Lodging a complaint

  • The simplest way to lodge a complaint is via our online form.
  • By using our online complaint form, a copy of your complaint will be sent to you by email along with confirmation of receipt.
  • We review complaints in the order they are received, and we will contact you about your complaint as we assess it.

Not ready to make a formal complaint? Consider sending a letter using one of our templates or contacting the business direct using our online reporting tools.

What happens next?

Your complaint is handled in two key stages, assessment and conciliation.


When your complaint is received, it will be assessed to see whether it is covered by the Equal Opportunity Act 1984 (SA) (‘the Act’):

  • If it is, and it appears you have been treated unfairly, we will accept your complaint and allocate it to a Conciliation Officer.
  • If it is not covered under the Act, then the complaint will be declined, and you will receive a letter explaining why this is the case.
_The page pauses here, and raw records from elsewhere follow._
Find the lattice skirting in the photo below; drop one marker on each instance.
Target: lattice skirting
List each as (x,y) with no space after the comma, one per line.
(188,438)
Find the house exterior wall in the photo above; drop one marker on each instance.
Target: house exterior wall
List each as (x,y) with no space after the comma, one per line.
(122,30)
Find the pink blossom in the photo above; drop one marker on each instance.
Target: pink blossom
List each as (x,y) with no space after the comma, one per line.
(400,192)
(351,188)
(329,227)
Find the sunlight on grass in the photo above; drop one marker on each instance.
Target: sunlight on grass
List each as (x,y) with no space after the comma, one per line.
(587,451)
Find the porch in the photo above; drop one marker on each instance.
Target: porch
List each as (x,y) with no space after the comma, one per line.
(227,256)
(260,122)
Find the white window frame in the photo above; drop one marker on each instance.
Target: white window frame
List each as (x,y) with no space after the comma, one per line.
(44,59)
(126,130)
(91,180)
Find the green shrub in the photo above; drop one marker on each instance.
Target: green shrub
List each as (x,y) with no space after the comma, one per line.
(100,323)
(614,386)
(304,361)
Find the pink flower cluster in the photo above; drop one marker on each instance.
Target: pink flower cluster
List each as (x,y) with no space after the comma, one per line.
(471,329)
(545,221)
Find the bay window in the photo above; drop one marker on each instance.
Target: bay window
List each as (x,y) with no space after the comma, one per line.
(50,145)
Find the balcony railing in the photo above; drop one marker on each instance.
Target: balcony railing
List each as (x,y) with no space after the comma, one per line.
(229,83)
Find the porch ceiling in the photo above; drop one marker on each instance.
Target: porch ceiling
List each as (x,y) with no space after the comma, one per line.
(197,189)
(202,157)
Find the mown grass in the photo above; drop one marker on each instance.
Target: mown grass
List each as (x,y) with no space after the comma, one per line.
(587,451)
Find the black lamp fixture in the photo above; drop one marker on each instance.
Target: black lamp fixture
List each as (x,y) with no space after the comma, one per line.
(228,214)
Please note when assessing your complaint:

  • We may seek information from you or the other party prior to accepting the complaint.
  • We may decline the complaint at this stage or at any time; even after deciding to accept the complaint.
  • A decision to decline is typically made when the complaint is considered frivolous, vexatious, misconceived, or lacking in substance by the Commissioner.
  • Complaints must be lodged within 12 months of the most recent event. Extensions can only be approved in very limited circumstances.


If your complaint is accepted, the conciliation process will begin. Conciliation can be conducted in various and flexible ways, depending on the nature of the matter.
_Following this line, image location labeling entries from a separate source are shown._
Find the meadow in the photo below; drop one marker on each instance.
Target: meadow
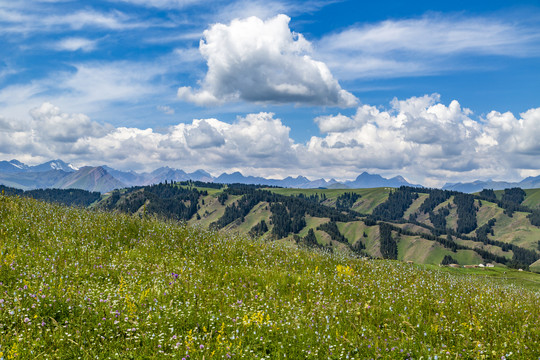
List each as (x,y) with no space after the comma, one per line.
(83,284)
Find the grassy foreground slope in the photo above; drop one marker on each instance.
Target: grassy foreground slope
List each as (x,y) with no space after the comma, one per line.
(82,284)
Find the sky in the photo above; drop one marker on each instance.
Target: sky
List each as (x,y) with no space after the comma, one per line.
(435,91)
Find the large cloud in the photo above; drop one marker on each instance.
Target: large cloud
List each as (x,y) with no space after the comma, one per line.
(420,137)
(263,61)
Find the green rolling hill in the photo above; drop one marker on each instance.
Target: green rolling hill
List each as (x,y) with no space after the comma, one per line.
(426,224)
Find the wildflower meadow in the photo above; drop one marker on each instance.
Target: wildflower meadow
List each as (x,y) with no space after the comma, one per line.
(81,284)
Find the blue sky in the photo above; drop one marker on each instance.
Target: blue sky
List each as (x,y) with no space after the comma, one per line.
(433,91)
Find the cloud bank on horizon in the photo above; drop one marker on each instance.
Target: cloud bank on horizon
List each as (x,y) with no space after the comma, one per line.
(141,91)
(405,138)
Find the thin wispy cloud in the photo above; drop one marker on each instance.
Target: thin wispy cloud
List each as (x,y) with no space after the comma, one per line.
(425,45)
(75,44)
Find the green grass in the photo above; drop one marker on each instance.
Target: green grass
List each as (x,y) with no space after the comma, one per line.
(370,198)
(85,284)
(532,198)
(415,205)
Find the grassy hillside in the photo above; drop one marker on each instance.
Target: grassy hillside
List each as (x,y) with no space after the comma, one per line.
(426,228)
(86,284)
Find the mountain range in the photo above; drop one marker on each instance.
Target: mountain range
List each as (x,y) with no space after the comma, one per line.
(475,186)
(61,175)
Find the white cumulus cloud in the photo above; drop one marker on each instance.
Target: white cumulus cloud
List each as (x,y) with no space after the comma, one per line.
(421,138)
(264,62)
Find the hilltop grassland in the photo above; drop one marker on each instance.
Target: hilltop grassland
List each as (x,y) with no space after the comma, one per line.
(86,284)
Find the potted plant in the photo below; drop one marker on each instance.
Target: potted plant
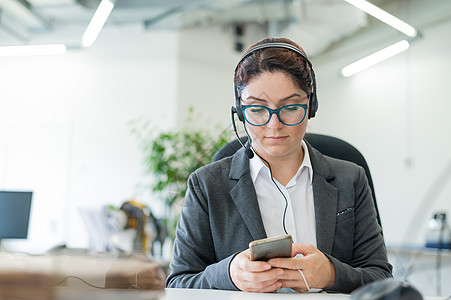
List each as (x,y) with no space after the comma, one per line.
(170,156)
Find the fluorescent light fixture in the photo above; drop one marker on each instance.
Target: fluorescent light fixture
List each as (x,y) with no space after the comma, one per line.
(375,58)
(98,20)
(29,50)
(384,16)
(21,10)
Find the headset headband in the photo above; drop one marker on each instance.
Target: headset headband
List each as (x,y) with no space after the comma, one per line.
(313,103)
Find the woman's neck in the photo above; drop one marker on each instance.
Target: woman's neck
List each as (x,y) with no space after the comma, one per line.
(283,168)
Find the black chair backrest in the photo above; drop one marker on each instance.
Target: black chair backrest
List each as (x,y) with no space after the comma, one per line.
(327,145)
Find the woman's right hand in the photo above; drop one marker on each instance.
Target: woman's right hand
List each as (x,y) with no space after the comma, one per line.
(254,276)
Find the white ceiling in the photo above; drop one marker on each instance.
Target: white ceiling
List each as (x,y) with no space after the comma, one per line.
(318,23)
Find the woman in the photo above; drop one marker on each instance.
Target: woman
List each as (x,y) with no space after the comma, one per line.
(289,187)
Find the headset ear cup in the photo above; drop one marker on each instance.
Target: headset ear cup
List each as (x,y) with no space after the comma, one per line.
(238,111)
(313,106)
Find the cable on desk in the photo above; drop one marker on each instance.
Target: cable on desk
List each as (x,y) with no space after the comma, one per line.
(82,280)
(438,264)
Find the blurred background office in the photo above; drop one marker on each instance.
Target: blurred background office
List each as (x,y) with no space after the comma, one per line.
(66,121)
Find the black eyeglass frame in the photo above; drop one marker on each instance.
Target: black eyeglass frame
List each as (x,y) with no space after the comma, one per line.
(274,111)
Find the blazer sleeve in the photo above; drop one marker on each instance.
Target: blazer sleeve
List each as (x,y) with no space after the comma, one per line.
(368,261)
(194,264)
For some matters, conciliation will occur via email, letter and/or telephone correspondence.

For other matters, the Commissioner may also deem it appropriate to call a face-to-face conciliation conference.

Initial steps

Your complaint is firstly referred to a Conciliation Officer who will:

  • Notify the person or organisation you are complaining about, called 'the Respondent' and request a written response from them.
  • Ask you, what you would like to happen to resolve your complaint and provide that information to the Respondent.
  • In some cases, investigate and gather additional information and documents about the complaint.
  • Work with the parties to see if an agreed resolution to your complaint can be reached.

Conciliation conferences

Additionally, a conciliation conference may also be convened to assist in resolving your complaint if the Commissioner deems it appropriate.

Conciliation conferences are chaired by a Commissioner’s delegate and typically involve:

  • Placing all parties in a room together with a conciliator;
  • Presenting all the facts and perspectives in a coherent way;
  • Ensuring each party is heard in an impartial and confidential manner;
  • Promoting frank, honest, and open discussion around solutions / outcomes; and
  • Working together to reach mutually agreeable outcomes and to draft those outcomes into a signed agreement.
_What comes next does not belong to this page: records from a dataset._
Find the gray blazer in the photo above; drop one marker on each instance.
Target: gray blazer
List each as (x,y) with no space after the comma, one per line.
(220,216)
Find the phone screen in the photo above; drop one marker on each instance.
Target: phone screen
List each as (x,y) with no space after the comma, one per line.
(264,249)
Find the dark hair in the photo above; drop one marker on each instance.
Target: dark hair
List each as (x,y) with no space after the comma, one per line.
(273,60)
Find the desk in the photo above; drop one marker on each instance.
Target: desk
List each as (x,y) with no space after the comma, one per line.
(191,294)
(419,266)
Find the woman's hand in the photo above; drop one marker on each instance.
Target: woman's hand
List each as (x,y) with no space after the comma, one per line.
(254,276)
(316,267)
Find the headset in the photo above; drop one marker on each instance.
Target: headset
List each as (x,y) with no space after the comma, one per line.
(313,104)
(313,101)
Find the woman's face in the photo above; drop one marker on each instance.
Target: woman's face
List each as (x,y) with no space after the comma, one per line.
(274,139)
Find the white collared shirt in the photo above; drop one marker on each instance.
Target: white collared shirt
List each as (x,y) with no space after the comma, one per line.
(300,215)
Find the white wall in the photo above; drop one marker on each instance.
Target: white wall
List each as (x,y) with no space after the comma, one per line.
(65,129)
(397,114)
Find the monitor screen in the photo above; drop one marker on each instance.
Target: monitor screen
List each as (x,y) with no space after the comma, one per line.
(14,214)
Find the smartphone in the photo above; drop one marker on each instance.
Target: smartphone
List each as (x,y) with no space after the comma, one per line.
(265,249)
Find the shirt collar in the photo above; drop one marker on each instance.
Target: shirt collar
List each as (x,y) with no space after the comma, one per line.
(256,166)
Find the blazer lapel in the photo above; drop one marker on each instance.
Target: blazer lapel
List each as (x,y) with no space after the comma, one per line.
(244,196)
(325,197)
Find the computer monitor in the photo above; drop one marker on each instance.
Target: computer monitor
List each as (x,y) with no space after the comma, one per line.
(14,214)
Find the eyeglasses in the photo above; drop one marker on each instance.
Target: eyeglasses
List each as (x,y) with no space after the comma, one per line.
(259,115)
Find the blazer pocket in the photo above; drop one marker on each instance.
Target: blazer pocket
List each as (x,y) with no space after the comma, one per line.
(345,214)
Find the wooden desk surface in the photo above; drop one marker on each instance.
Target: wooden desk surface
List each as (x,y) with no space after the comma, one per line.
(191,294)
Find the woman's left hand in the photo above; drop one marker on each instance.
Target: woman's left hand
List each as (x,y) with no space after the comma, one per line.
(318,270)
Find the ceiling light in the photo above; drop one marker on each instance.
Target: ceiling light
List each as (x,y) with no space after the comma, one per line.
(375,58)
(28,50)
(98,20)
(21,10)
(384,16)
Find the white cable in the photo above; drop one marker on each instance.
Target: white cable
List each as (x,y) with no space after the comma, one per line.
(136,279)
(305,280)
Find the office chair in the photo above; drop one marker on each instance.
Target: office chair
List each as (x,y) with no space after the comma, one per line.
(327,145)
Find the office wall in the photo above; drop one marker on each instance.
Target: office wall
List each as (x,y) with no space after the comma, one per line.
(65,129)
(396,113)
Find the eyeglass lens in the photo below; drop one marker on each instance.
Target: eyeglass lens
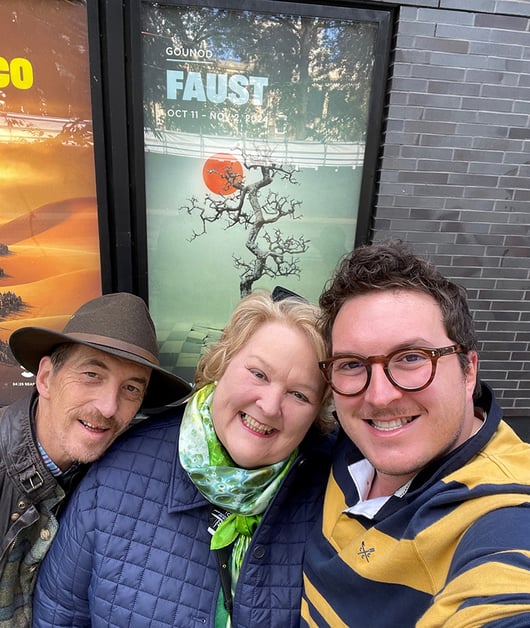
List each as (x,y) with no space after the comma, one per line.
(407,369)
Learn more about conciliation.

Referral to a tribunal

Your complaint may be referred to a tribunal if:

  • The Commissioner attempts to conciliate the matter and the conciliation process is not successful;
  • The Commissioner is of the view that the matter cannot be resolved via conciliation or it is not suited to conciliation;
  • The Commissioner declines the matter, and a request is made for referral to the tribunal, or
  • The Commissioner otherwise deems it appropriate that the matter is to be heard by the tribunal.

In most cases, matters will be referred to the South Australian Civil and Administrative Tribunal. However, they may also be referred to the South Australian Employment Tribunal if the Commissioner deems this tribunal more appropriate.

Referrals to other agencies

South Australian public sector employees have a responsibility to report certain conduct in public administration. This includes corruption, misconduct and maladministration.

If we think a complaint includes corruption, we must report it to the Office for Public Integrity (OPI). This is because we have obligations under the Independent Commissioner Against Corruption Act 2012.

The ICAC Act prevents us from disclosing any information about this to any person (including a complainant) without the permission of the ICAC. Where appropriate, we will ask the ICAC’s permission to release this information to the complainant or other relevant parties.

We may also report misconduct and maladministration to either the OPI or the Ombudsman.